As a full picture, McAvoy’s rookie season currently compares most closely to Myers’: Lots of minutes, very good point production, and contributing to the success of a good team at both ends of the ice. And Myers won the award, yet another good indicator.

However, Myers had the benefit of playing in a year that really didn’t have any viable rookie forward candidates. Matt Duchene and John Tavares didn’t put up gaudy offensive numbers, leaving only Jimmy Howard to contest Myers for the award. Goalies almost never win this award, so Myers ran away with it.

Instead, McAvoy’s competition is shaping up to look more like what Gostisbehere faced. Despite carrying a mediocre Flyers team into the playoffs, he was soundly beaten by Artemi Panarin, who scored nearly a point per game.
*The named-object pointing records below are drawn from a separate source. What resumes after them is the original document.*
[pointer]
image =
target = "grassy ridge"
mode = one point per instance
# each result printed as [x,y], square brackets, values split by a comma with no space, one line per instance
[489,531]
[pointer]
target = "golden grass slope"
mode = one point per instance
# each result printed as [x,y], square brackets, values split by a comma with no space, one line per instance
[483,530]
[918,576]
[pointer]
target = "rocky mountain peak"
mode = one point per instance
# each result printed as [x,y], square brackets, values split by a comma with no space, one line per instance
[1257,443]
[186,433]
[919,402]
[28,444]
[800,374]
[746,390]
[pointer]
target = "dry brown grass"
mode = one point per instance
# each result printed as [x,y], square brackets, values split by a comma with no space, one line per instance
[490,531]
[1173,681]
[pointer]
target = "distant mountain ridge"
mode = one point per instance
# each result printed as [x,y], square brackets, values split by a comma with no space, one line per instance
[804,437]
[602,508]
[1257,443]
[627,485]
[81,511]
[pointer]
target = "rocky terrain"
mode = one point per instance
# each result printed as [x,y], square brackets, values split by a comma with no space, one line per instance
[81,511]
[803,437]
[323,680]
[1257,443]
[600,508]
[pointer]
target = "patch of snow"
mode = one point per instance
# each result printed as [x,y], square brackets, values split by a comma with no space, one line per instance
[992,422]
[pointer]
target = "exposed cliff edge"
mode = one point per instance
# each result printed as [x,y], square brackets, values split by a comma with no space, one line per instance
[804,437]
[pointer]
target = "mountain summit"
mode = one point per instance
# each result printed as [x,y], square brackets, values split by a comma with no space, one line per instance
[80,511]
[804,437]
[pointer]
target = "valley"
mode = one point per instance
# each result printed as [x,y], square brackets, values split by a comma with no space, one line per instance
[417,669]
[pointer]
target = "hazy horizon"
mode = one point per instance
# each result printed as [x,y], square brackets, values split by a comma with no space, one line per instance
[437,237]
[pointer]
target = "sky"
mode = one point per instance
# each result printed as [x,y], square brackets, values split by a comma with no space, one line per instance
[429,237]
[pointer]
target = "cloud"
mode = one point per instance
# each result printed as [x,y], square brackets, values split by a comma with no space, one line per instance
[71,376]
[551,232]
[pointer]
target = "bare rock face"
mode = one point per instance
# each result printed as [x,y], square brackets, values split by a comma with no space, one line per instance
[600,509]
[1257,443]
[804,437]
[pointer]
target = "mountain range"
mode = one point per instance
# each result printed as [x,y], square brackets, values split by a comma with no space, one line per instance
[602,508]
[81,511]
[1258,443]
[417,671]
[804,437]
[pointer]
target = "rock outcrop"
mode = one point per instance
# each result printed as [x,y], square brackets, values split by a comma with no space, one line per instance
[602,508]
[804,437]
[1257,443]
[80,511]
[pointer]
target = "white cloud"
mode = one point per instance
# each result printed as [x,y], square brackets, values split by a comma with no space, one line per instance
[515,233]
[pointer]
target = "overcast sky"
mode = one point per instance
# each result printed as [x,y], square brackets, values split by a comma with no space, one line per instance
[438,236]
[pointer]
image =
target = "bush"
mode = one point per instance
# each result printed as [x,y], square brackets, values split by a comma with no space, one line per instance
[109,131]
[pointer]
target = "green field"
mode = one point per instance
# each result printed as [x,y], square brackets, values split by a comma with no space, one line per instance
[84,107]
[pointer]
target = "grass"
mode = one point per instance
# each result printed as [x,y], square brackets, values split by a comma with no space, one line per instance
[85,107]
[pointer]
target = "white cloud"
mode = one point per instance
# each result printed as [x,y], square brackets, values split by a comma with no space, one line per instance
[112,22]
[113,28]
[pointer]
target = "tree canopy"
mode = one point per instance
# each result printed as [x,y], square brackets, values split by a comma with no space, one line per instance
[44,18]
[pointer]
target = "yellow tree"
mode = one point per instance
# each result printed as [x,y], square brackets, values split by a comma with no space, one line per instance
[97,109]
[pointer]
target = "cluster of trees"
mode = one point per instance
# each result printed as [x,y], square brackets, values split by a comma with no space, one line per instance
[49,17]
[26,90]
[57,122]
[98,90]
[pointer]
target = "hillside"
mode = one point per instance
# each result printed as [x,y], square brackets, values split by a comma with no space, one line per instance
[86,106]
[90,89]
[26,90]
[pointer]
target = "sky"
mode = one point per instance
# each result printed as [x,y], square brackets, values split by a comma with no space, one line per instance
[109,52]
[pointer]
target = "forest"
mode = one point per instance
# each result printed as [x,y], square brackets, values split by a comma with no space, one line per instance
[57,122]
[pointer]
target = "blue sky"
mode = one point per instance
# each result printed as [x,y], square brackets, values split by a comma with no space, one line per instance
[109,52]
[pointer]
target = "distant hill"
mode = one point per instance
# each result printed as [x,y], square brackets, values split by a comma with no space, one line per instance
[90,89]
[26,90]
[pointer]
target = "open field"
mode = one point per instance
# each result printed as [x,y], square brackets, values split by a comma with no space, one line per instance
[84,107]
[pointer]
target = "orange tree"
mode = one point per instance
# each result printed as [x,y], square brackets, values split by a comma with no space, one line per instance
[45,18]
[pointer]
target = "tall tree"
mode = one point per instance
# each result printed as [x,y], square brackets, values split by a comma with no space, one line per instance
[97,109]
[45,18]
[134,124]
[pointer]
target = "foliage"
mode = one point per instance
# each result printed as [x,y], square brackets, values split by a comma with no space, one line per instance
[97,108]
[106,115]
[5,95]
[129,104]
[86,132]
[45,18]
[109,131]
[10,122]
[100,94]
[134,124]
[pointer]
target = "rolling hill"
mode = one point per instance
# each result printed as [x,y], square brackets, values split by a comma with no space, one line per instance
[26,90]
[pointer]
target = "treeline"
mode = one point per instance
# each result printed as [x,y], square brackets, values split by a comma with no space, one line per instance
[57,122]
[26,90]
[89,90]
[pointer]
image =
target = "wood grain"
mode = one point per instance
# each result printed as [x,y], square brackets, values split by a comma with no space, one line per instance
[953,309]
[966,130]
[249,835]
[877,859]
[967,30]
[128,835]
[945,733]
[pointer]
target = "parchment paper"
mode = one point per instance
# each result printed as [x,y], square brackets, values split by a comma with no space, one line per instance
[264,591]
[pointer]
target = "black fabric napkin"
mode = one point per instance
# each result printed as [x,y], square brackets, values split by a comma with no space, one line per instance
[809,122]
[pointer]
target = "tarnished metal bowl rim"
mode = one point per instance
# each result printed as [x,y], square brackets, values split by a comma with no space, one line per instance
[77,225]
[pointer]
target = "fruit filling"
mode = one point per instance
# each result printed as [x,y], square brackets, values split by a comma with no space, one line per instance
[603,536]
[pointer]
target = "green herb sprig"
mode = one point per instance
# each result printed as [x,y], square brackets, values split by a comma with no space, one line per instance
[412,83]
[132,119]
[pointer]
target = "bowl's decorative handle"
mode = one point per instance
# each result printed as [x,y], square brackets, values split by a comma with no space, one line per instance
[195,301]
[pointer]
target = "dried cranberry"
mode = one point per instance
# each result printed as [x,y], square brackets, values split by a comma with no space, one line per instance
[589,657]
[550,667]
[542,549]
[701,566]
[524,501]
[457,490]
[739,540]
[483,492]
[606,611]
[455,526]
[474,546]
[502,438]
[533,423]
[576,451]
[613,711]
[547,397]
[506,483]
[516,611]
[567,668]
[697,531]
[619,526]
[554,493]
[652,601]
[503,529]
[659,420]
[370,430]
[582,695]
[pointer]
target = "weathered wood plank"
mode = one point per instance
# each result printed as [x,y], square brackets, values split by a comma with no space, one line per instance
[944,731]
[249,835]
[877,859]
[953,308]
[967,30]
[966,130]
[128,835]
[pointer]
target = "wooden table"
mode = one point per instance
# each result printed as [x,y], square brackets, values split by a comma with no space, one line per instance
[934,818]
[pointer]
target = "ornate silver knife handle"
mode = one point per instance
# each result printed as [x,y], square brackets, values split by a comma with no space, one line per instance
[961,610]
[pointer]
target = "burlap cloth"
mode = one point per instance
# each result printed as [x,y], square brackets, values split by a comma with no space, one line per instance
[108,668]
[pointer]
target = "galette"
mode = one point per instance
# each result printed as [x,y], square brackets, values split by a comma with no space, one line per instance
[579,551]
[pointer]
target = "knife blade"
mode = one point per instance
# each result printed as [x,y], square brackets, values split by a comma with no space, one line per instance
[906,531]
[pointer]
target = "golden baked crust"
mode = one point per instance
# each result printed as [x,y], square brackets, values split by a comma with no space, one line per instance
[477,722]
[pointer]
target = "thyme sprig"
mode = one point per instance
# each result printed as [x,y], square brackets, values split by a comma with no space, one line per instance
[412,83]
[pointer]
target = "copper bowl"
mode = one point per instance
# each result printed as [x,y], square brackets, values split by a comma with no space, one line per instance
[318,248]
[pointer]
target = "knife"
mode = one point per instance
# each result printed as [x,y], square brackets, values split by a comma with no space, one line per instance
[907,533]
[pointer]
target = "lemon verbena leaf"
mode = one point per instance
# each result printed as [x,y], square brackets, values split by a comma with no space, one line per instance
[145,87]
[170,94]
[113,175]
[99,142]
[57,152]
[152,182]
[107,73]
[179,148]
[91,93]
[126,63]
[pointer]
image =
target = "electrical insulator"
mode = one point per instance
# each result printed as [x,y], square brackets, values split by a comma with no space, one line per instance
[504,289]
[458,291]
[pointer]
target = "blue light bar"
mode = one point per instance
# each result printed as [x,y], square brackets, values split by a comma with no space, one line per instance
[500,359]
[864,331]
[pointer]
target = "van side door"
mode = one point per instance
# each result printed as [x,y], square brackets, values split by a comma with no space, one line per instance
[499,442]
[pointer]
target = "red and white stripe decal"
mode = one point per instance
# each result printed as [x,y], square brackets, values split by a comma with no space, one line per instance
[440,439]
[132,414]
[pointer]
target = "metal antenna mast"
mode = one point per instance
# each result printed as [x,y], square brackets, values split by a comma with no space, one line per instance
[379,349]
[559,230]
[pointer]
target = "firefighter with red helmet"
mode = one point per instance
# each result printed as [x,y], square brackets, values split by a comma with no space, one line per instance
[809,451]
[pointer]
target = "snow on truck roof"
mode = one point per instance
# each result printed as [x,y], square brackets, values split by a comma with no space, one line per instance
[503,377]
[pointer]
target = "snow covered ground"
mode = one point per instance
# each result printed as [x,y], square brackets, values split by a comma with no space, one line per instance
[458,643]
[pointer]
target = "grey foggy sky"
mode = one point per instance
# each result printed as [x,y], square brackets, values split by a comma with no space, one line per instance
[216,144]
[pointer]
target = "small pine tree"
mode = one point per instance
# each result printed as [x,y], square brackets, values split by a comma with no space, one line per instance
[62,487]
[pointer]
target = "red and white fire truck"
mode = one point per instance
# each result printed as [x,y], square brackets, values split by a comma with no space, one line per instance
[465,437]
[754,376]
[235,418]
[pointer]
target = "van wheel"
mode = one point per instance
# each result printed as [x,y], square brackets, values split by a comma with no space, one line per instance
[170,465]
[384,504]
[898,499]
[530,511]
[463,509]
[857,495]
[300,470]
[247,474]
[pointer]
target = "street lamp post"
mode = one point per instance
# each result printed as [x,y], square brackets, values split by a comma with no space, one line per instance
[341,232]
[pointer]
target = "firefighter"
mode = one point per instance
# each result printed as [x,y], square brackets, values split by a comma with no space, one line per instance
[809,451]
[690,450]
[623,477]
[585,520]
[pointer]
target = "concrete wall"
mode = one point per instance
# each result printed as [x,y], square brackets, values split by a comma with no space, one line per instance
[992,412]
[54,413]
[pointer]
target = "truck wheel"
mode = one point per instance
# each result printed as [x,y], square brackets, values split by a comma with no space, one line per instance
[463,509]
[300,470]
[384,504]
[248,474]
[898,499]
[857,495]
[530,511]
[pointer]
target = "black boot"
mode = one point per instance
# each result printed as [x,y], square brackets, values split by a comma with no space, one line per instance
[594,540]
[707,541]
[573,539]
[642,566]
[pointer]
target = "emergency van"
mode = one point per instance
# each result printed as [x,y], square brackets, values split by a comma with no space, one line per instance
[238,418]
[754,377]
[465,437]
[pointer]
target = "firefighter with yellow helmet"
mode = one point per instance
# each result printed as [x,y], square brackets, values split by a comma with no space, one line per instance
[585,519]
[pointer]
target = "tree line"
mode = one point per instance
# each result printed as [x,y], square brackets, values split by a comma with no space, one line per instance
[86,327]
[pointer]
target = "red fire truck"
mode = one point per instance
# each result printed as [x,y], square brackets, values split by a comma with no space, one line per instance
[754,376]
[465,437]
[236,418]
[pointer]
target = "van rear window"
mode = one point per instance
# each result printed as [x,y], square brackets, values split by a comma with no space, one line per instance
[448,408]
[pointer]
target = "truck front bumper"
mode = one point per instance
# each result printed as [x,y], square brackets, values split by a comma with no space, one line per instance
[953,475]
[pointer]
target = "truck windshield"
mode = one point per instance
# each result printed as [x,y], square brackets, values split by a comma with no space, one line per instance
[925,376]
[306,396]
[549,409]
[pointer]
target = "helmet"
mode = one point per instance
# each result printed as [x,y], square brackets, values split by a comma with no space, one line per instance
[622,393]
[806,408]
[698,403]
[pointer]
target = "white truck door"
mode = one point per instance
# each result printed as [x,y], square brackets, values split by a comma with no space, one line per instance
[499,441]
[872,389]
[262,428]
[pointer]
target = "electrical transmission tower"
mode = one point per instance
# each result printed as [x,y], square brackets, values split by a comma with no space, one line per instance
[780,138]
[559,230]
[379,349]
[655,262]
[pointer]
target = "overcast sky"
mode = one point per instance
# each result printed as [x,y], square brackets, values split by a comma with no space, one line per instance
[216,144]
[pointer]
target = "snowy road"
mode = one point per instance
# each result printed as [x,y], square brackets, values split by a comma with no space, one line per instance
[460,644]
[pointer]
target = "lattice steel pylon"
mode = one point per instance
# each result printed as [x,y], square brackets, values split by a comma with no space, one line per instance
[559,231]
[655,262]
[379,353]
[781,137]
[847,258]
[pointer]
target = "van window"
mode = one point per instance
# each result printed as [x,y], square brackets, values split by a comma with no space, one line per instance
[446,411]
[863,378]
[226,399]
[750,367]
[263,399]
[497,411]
Gostisbehere also suffered from a split vote with Connor McDavid, who was historically good in an injury-shortened season.

This year’s crop of rookies features some very productive forwards: Matt Barzal has been a revelation as the Islanders’ second center and Danton Heinen has emerged as a terrific two-way wing for the Bruins. Then, there’s Brock Boeser.

Boeser’s offensive game has been brilliant. He currently sits at fourth in the league with 21 goals, and he’s on pace for 81 points, which would be better than any rookie since Evgeni Malkin in 2005-06. If he keeps up that pace, his numbers will be too good for voters to pass up.

So yes, McAvoy’s projected numbers are absolutely enough to garner him a spot as a finalist in the Calder voting. But he needs Boeser to slow down a bit if he’s going to win it.